A non-negative numeric value denoting the over-dispersion term associated with TReC. If true_PHI > 0, TReC is simulated with the negative binomial. If true_PHI = 0, TReC is simulated with the poisson.

true_PSI

A non-negative numeric value denoting the over-dispersion term associated with ASReC. If true_PSI > 0, ASReC is simulated with the beta-binomial, otherwise it is simulated with the binomial distribution.

prob_phased

A positive numeric value denoting the simulated proportion of simulated TReC that are ASReC.

true_ALPHA

By default, it is set to NULL setting each cell type with an eQTL to be cis-eQTL. Otherwise, a positive numeric vector of fold changes between TReC eQTL effect sizes and ASReC eQTL effect sizes.

batch

A numeric value set to 1 by default to allow underlying batch effects.

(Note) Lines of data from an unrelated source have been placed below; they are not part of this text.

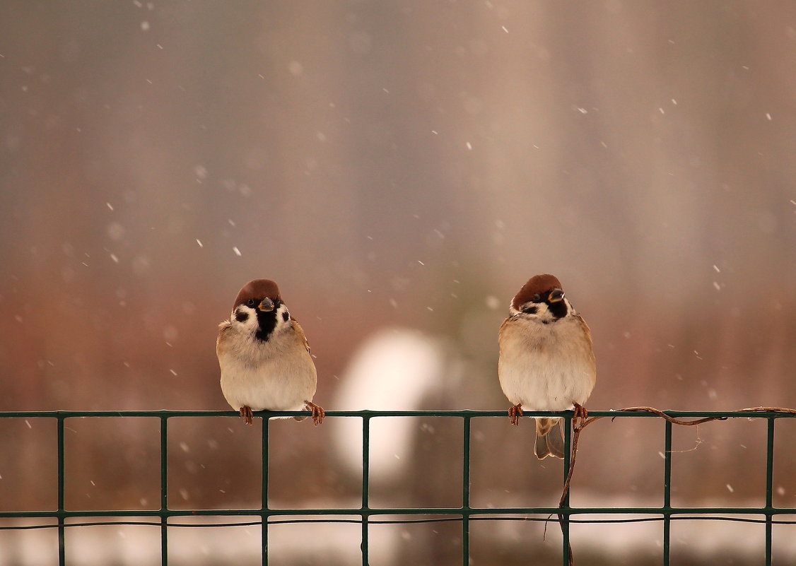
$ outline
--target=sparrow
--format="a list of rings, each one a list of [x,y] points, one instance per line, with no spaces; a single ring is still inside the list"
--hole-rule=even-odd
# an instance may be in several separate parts
[[[498,376],[503,393],[513,404],[512,424],[522,409],[565,411],[585,420],[583,404],[597,379],[591,332],[576,312],[555,276],[535,275],[511,301],[509,316],[498,332]],[[564,458],[560,418],[537,417],[533,451],[540,460]],[[558,431],[552,431],[558,426]]]
[[[246,424],[252,424],[252,411],[263,409],[306,409],[316,427],[323,421],[323,408],[312,402],[318,374],[306,336],[274,281],[244,285],[229,320],[218,327],[221,392]]]

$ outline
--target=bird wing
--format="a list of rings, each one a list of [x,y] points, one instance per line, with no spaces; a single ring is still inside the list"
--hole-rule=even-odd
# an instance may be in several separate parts
[[[304,345],[304,348],[306,349],[306,353],[310,353],[310,342],[306,341],[306,334],[304,334],[304,329],[301,327],[300,324],[298,324],[298,321],[293,317],[291,317],[291,324],[293,325],[293,330],[295,330],[295,333],[301,340],[302,344]]]
[[[583,330],[583,349],[585,349],[588,354],[589,365],[591,366],[591,383],[594,384],[595,381],[597,381],[597,361],[595,360],[595,349],[594,344],[591,342],[591,330],[589,330],[589,325],[586,324],[586,321],[579,314],[575,315],[578,322],[580,324],[580,327]]]

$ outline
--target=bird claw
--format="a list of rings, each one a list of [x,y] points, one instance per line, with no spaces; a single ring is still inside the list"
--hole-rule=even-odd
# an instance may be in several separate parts
[[[326,412],[323,410],[323,408],[310,401],[304,401],[304,404],[306,410],[312,412],[312,422],[314,425],[317,427],[322,423],[324,417],[326,416]]]
[[[252,424],[254,420],[254,414],[252,412],[251,407],[244,405],[240,408],[238,412],[240,413],[240,418],[244,420],[244,424]]]
[[[522,416],[522,405],[516,404],[509,408],[509,422],[515,427],[519,426],[521,416]]]
[[[575,407],[573,409],[574,414],[572,415],[572,427],[579,428],[583,426],[583,423],[589,418],[589,412],[586,410],[585,407],[574,401],[572,402],[572,405]]]

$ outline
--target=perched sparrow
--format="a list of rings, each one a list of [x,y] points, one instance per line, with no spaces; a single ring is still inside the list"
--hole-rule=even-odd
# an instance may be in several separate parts
[[[229,320],[219,329],[216,353],[221,391],[244,423],[252,424],[252,412],[263,409],[306,408],[316,427],[323,421],[323,408],[312,403],[318,376],[310,345],[275,282],[246,283],[235,298]]]
[[[519,424],[522,409],[565,411],[575,408],[576,418],[587,416],[583,404],[589,398],[597,367],[591,333],[586,321],[564,296],[561,283],[553,275],[528,280],[511,302],[511,315],[498,334],[498,375],[505,396],[514,404],[509,409],[512,424]],[[564,435],[560,418],[537,417],[533,451],[540,460],[564,458]]]

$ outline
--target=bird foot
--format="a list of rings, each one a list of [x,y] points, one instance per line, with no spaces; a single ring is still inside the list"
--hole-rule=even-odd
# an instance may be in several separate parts
[[[520,424],[520,417],[522,416],[522,405],[516,404],[509,408],[509,422],[515,427]]]
[[[579,403],[572,402],[572,405],[575,406],[574,412],[572,415],[572,427],[575,428],[580,428],[583,426],[583,423],[586,420],[589,418],[589,412],[586,410],[586,408]]]
[[[244,420],[244,424],[252,424],[254,419],[254,414],[252,412],[251,407],[244,405],[240,408],[240,410],[238,412],[240,413],[240,418]]]
[[[326,416],[326,412],[323,410],[322,407],[316,405],[311,401],[304,401],[304,404],[306,407],[306,410],[312,412],[312,422],[316,427],[323,422],[323,419]]]

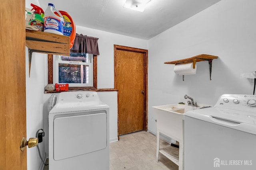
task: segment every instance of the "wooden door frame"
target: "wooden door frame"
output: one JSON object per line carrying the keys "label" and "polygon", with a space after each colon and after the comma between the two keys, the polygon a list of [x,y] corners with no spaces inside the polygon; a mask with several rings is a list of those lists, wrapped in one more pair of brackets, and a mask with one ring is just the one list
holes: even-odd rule
{"label": "wooden door frame", "polygon": [[[144,55],[144,130],[148,131],[148,50],[130,47],[122,45],[114,45],[114,87],[117,89],[116,82],[116,58],[117,57],[117,50],[123,50],[128,51],[140,53]],[[118,91],[117,93],[117,135],[118,141],[119,140],[119,124],[118,122]]]}
{"label": "wooden door frame", "polygon": [[20,149],[26,134],[25,1],[0,4],[0,169],[25,170],[26,149]]}

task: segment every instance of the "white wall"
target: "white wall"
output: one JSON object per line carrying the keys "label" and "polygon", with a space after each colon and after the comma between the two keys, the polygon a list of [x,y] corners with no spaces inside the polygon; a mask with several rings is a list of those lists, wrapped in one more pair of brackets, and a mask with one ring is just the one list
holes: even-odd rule
{"label": "white wall", "polygon": [[[252,94],[253,83],[240,74],[256,71],[256,1],[223,0],[149,40],[148,130],[156,133],[152,106],[187,100],[214,105],[223,94]],[[210,80],[208,62],[196,75],[182,76],[169,61],[201,54],[218,56]]]}

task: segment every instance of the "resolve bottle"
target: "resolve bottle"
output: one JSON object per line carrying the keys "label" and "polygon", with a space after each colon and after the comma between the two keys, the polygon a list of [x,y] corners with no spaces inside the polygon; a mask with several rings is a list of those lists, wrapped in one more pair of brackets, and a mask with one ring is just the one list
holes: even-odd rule
{"label": "resolve bottle", "polygon": [[31,11],[34,10],[35,11],[32,14],[34,15],[34,17],[29,21],[28,25],[36,27],[39,31],[43,31],[44,21],[42,16],[44,16],[44,10],[41,8],[33,4],[31,4],[31,5],[33,7]]}
{"label": "resolve bottle", "polygon": [[[58,15],[57,15],[58,14]],[[44,12],[44,32],[63,35],[64,20],[61,14],[52,4],[48,4]]]}

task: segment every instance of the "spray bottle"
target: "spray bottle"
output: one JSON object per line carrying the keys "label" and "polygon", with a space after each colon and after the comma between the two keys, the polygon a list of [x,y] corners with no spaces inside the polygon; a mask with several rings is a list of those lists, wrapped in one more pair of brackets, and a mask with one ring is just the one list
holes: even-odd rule
{"label": "spray bottle", "polygon": [[33,7],[33,8],[31,10],[34,10],[34,19],[31,20],[29,23],[28,25],[33,25],[38,28],[38,31],[44,31],[44,19],[43,18],[44,13],[44,10],[39,6],[34,5],[33,4],[31,4],[31,6]]}

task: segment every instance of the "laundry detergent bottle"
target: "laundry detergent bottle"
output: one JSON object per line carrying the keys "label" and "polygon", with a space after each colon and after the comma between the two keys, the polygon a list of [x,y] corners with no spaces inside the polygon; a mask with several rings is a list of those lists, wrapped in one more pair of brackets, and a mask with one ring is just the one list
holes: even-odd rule
{"label": "laundry detergent bottle", "polygon": [[64,20],[61,14],[52,4],[48,4],[44,12],[44,32],[63,35]]}

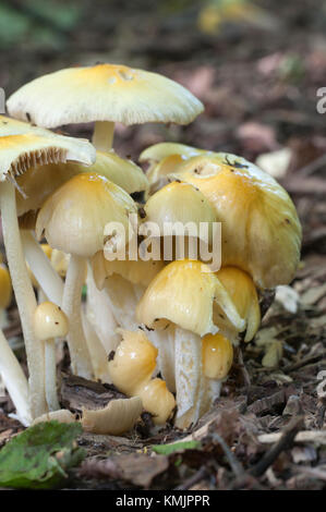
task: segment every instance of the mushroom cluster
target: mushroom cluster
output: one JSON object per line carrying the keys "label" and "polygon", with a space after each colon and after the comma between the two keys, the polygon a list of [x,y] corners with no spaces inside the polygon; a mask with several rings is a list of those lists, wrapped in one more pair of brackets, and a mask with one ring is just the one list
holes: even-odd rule
{"label": "mushroom cluster", "polygon": [[[156,73],[67,69],[24,85],[7,105],[0,202],[10,276],[0,268],[1,304],[5,310],[12,282],[28,380],[1,331],[0,375],[17,417],[29,425],[60,416],[64,338],[73,374],[129,397],[85,411],[85,428],[120,434],[142,407],[156,425],[188,428],[219,397],[233,346],[255,336],[259,293],[294,276],[301,228],[290,197],[234,155],[161,143],[141,155],[146,173],[118,156],[116,122],[188,124],[203,111],[190,92]],[[95,123],[92,143],[50,130],[84,122]],[[143,193],[142,204],[134,193]],[[167,223],[195,228],[182,257],[178,230],[166,232]],[[219,269],[194,251],[206,244],[215,255],[216,223]]]}

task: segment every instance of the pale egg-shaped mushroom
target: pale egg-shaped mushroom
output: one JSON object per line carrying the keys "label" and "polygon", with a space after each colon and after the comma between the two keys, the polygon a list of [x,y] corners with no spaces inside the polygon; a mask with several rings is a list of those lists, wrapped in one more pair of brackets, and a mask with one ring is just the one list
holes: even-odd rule
{"label": "pale egg-shaped mushroom", "polygon": [[291,198],[273,176],[243,158],[220,154],[191,158],[173,178],[198,187],[215,208],[222,266],[243,269],[261,289],[293,279],[301,225]]}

Set to zero to eliminate batch effects.

RHO

A numeric matrix of cell type proportions where each row sums to one. If set to NULL, a matrix of cell type proportions will be simulated.

cnfSNP

A boolean value where TRUE re-arranges simulated SNPs to correlate with baseline bulk expression. When fitting the marginal model (not accounting for cell type proportions) and in the presence of cell type-specific differentiated expression, a marginal eQTL may be incorrectly inferred.

show

A boolean value to display verbose output and plot intermediate simulated results.